Inhuman Bondage: The Rise and Fall of Slavery in the New World
- Author: David Brion Davis
- Language: English
- Genre: History, Slavery
- Publisher: Oxford University Press
- Publication date: 2006
- Publication place: United States
- Pages: 440
- ISBN: 978-0195339444
- OCLC: 62281901

= Inhuman Bondage =

2006 book by David Brion Davis

Inhuman Bondage: The Rise and Fall of Slavery in the New World is a book by American cultural and intellectual historian David Brion Davis, published by Oxford University Press in 2006. It recounts the history of slavery in a global context. It was praised widely as a full and comprehensive rendering of the subject and won the 2007 Ralph Waldo Emerson Award.

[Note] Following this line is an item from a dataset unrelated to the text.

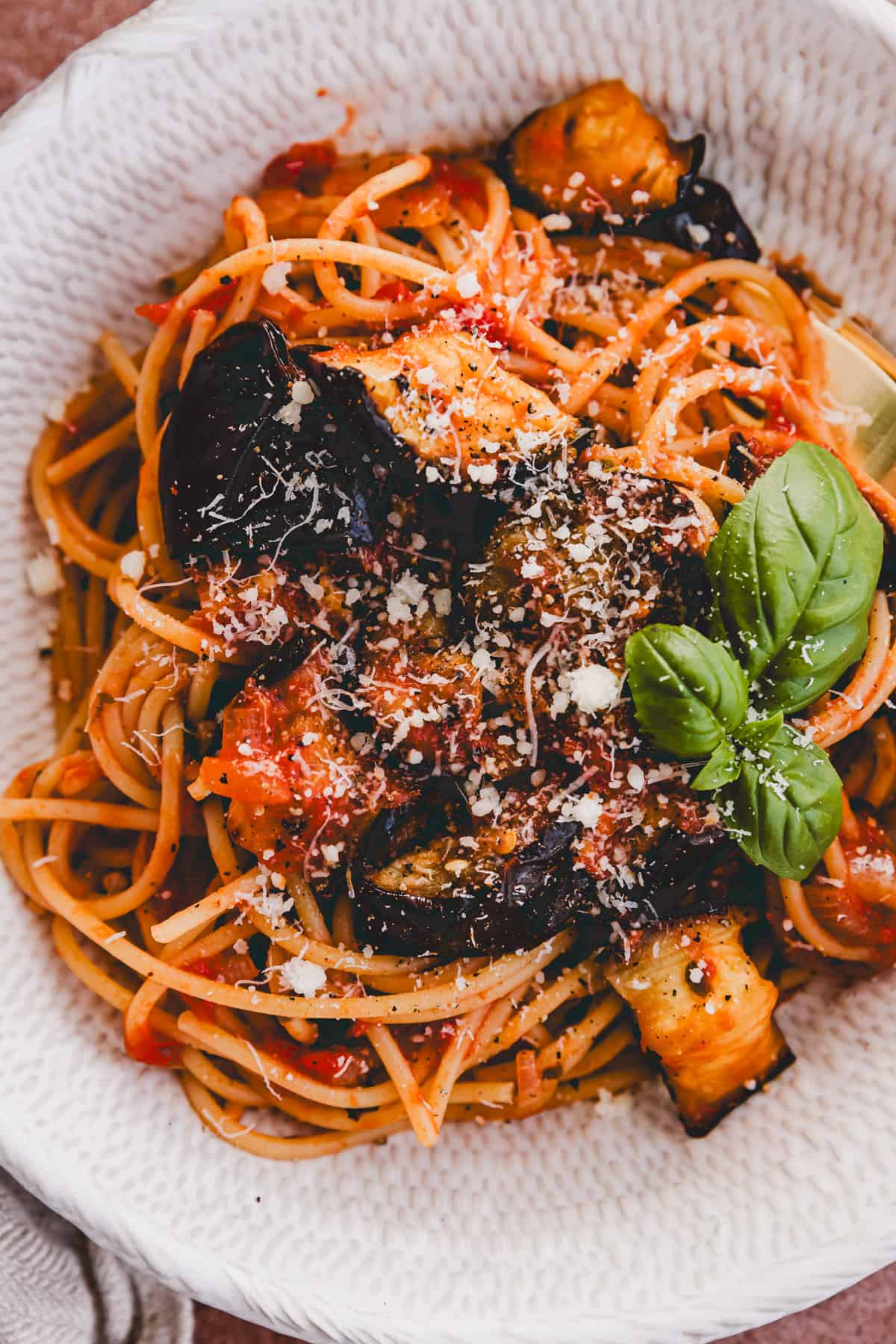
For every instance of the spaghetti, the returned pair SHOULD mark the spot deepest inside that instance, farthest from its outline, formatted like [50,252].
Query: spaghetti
[183,839]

Davis, a leading authority on slavery in the western world, has said the impetus for the book began as a series of lectures for a course he taught on slavery at Yale in 1994. Davis' own interest in slavery began with his experiences with the segregation and sometimes mistreatment of black soldiers when he was stationed in Germany as an eighteen-year-old sailor during the last days of World War II.

==Premise==

Inhuman Bondage: The Rise and Fall of Slavery in the New World traces slavery from its ancient foundations through the long evolution of antiblack racism. Davis iterates time and again that slavery played a crucial role in the building of the United States, from the emergence of the American colonies to laying the foundation for "...everything America was to become". In laying out a more precise definition of the term slavery, Davis expands Orlando Patterson's definition—that of extreme "permanent, violent, and personal domination of natally alienated and generally dishonored persons"—to incorporate the attribution to humans of 'animalization', which allows the master to deny any redeeming rational and spiritual qualities to the enslaved that would otherwise bind the two together. Unlike many scholarly efforts, Davis does not devote the entire book to the Atlantic slave trade. Instead he highlights the international character of the slave trade through intervening perspectives and factors such as nations, politicians, the media, and both black and white abolitionism.

==Contents==
Relying heavily on the account laid out in Howard Jones' Mutiny on the Amistad: The Saga of a Slave Revolt and Its Impact on American Abolition, Law, and Diplomacy (New York, 1987; rev ed., 1988), as well as on court records, newspaper accounts, and other primary sources, Davis begins the book by using what happened on the 19th century ship, La Amistad, because he believes the case illustrated how the American justice system of the time dealt with the multinational character of the Atlantic slave trade. He goes on to cover slavery during antiquity, a comprehensive account of the origins of anti-black racism, slavery in Brazil and the Caribbean, American slavery in colonial America and Mexico, the French Revolution, the Haitian Revolution, the involvement of Africans in the slave trade, national politics of slavery in the United States, 2 chapters on the characteristic brand of 19th-century slavery in the southern United States, the Civil War, two chapters on British and American abolitionism, and emancipation.

==Critical reception==
The book received universal acclaim as a comprehensive and career capping effort on the part of the author and the subject matter. Pulitzer Prize winning author Eric Foner called Inhuman Bondage "one of the finest one-volume histories of the rise and fall of modern slavery."